Entre los edificios destinados a la defensa, quizás los más hermosos, los más fuertes, los mejor provistos y mimados por los condes de Lara fueron los que de cara a Aragón se plantaron: así se alzaron el castillo del Mesa, en lo alto de unos peñotes sobre el río estrecho y bullicioso que se encamina al Jiloca desde los altos de Selas. Ese le mandaron derribar los Reyes Católicos, y hoy quedan en esa línea defensiva los torreones de Mochales y la fortaleza roquera de Villel, hermosísima estampa medieval puesta sobre el pueblecito rumoroso de chopos.

También frente a Aragón se pusieron los castillos de Sisamón (hoy en la provincia de Zaragoza), las torres de Codes y Balbacil, el castillo de Establés, el de Fuentelsaz, el torreón de Chilluentes, y la fortaleza de Embid. Frente a las posibles influencias guerreras del reino islámico de Cuenca, todavía pu­jante en la primera mitad del siglo XII, don Manrique de Lara y sus descendientes elevaron el castillo de Cobeta, el de Alpetea sobre las juntas del Gallo con el Tajo; los torreones de Checa y Taravilla, y algunas otras defensas.

En esa etapa final de poner sus residencias, como expresiones máximas del poder y la comodidad, no ajenas en abso­luto a la seguridad de su territorio, en el centro del Señorío, surgen los castillos de Zafra, junto a Hombrados; los de Santius­te, junto a Castilnuevo y el de Molina de los Caballeros, en la capital, uno de los más grandes y poderosos castillos que asoma­ron sobre lo alto de los cerros castellanos.

La pasión constructora de los Lara, unida a su estrate­gia inicial de mantener en todo lo posible la independencia y autosuficiencia de su territorio, condicionaron un esquema de construcciones defensivas que hoy pueden verse, incluso a través de sus ruinas medio vencidas, como un todo uniforme y meditado cuyo objetivo era el de construir una patria que, si pequeña, pudiera servir de lugar donde los hispanos que lo desearan se encontraran seguros y en la paz del trabajo y el sosiego.

Hoy puede el viajero recorrer, a través de los caminos molineses, esos restos silenciosos y altivos de los viejos casti­llos medievales.

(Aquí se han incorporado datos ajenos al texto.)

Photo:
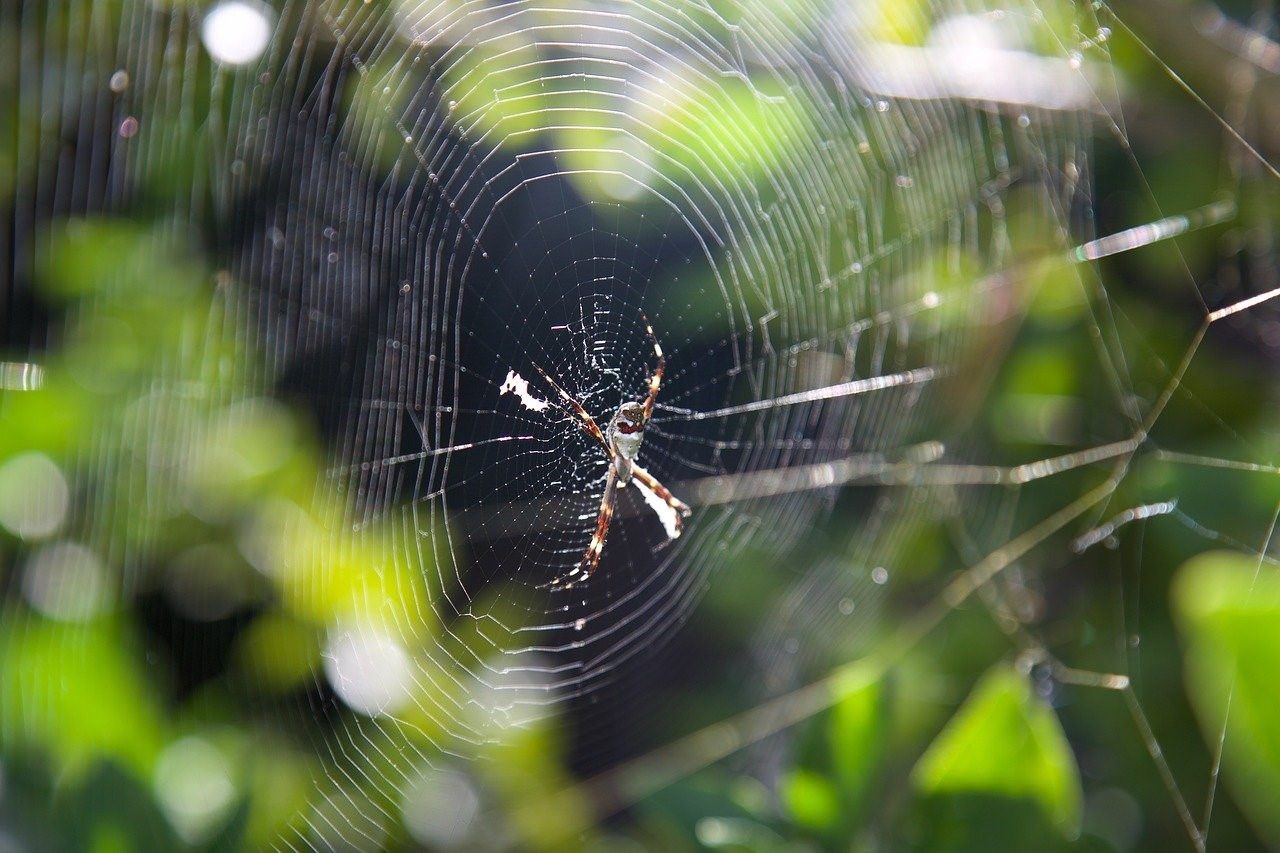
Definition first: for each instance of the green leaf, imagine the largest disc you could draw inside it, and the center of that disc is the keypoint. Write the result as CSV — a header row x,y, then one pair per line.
x,y
856,731
810,799
1228,609
1005,743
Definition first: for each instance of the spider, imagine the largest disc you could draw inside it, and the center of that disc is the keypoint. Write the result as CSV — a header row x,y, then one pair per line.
x,y
621,443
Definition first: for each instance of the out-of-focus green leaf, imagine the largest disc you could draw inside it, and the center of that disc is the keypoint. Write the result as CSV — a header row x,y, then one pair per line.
x,y
78,690
1229,611
856,731
810,801
1005,743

Encontrará la soberbia presencia de alcazabas enormes y bien conservadas, como la de la capital, Molina, en la que sus torres de Veladores, de Armas, de Caballeros, o de doña Blanca ponen sobre el pálido azul de su altura una nota de fuerza y evocación. Encontrará los torreones recónditos, casi olvidados, de Chilluentes y Balbacil, de Alustante y La Yunta, como testigos mudos de un servicio de alerta permanente. Y se extasiará frente a las ruinas románticas de Establés, de Embid, de Villel, que con sus siluetas contundentes expresan a la perfección el sentido de lo que estos castillos significaron en su época de primitiva lucidez.

En cualquier caso, un recuerdo será, necesario y emo­cionado, para estos queridos elementos que con su silencio y su estampa pregonan la historia de nuestros lares. Los castillos de Molina, de Guadalajara entera, bien merecen nuestra mirada.